Slashdot Mirror


Dealing with Development House Disasters?

Skinnytie asks: "I was recently asked by the CEO of the company for which I work to find a resource from which to better understand what to do in the event of a disaster. 'I'm on it, Sir' was my response, and I ran back to my desk and started writing contingency plans and trying to imagine what to do if a meteorite strikes our co-lo facility. I quickly came te realize that there is far more that *could* happen (the CTO gets hit by bus, or the in-house server room gets abducted by aliens...you get the point) than I am even prepared to write plans for. I thought I'd hit the Slashdot audience up for some ideas/horror stories regarding avoiding, dealing with and getting past whatever disasters that have occurred at your development houses. Have at you!"

2 of 59 comments (clear)

  1. Partial answer: do dry runs of the plans by herrlich_98 · · Score: 4, Insightful

    One really hard part of plans is to catch *all* the things you are going to need to recover. This advice is kinda like the old advice to actually test your backups occasionally.

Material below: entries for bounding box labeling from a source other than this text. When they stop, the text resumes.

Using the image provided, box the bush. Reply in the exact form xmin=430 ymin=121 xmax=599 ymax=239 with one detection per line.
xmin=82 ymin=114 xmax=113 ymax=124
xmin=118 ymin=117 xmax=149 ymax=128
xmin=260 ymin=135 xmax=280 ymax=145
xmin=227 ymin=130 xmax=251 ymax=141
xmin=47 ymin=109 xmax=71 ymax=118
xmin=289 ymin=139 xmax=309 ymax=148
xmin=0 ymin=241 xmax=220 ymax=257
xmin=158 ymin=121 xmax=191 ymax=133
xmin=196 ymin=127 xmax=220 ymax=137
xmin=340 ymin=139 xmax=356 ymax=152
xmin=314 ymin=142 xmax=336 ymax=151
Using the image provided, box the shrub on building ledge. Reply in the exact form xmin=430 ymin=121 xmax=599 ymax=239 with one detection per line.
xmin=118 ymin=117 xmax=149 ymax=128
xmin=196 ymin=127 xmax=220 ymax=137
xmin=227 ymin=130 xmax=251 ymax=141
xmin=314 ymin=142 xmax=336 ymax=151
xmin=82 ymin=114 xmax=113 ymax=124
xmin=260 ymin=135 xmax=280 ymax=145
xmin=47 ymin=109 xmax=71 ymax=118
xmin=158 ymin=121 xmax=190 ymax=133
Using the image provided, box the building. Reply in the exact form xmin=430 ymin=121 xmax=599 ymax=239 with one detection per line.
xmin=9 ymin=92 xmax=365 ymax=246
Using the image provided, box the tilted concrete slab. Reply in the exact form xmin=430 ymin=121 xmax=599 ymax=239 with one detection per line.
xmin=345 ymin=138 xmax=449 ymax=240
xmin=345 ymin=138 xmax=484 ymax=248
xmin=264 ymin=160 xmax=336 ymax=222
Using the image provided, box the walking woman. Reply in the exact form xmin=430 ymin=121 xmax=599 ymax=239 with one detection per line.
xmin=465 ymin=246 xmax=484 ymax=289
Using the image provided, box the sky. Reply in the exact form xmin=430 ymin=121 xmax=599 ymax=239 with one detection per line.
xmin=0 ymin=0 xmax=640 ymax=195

    For example, if you have plans to relocate the headquarters to a different site then every 6 or 12 months so try it out to sort out the "glitches". To expand on this example, does everyone know where the other site is and how to get there? How will they know to go there? Are there problems of quorum, where half the managers will be at one site and half at the other making contradicting decisions? Etc, etc, etc... This is also a good time to learn about how your organization operates.

    Whatever your plans and contingencies do regular dry runs of them, to the extent that it is practically possible.

  2. simple by farnsworth · · Score: 4, Insightful
    having both worked on disaster recovery plans and having worked in a data center in the world trade center that was completely destroyed, I can say that the best recovery plans are extremely simple.

    break it down into procedures that you can take based on real problems, not causes. some things to consider:

    1. internet connectivity down (switch to backup colo)
    2. unrecoverable db (drive to offsite backup storage and get backup data)
    3. app servers fried (engage hot standby boxes)
    4. all of the above (shit, it's going to be a long night)

    etc. I've seen too many recovery plans that are focused on the cause, rather than solutions which is really what these plans are all about. if you really need to, you can cross reference the plans with potential causes. this seems to satisfy the cio types who stay up late wondering 'what happens if _____'.

    of course, a backup plan is totally useless if the 'course of action' section is not possible to carry out, due to bad backup practices or lack of failover equipment. having a disaster recovery plan is no substitute for good policy and an adequate hardware/isp budget.

    --

    There aint no pancake so thin it doesn't have two sides.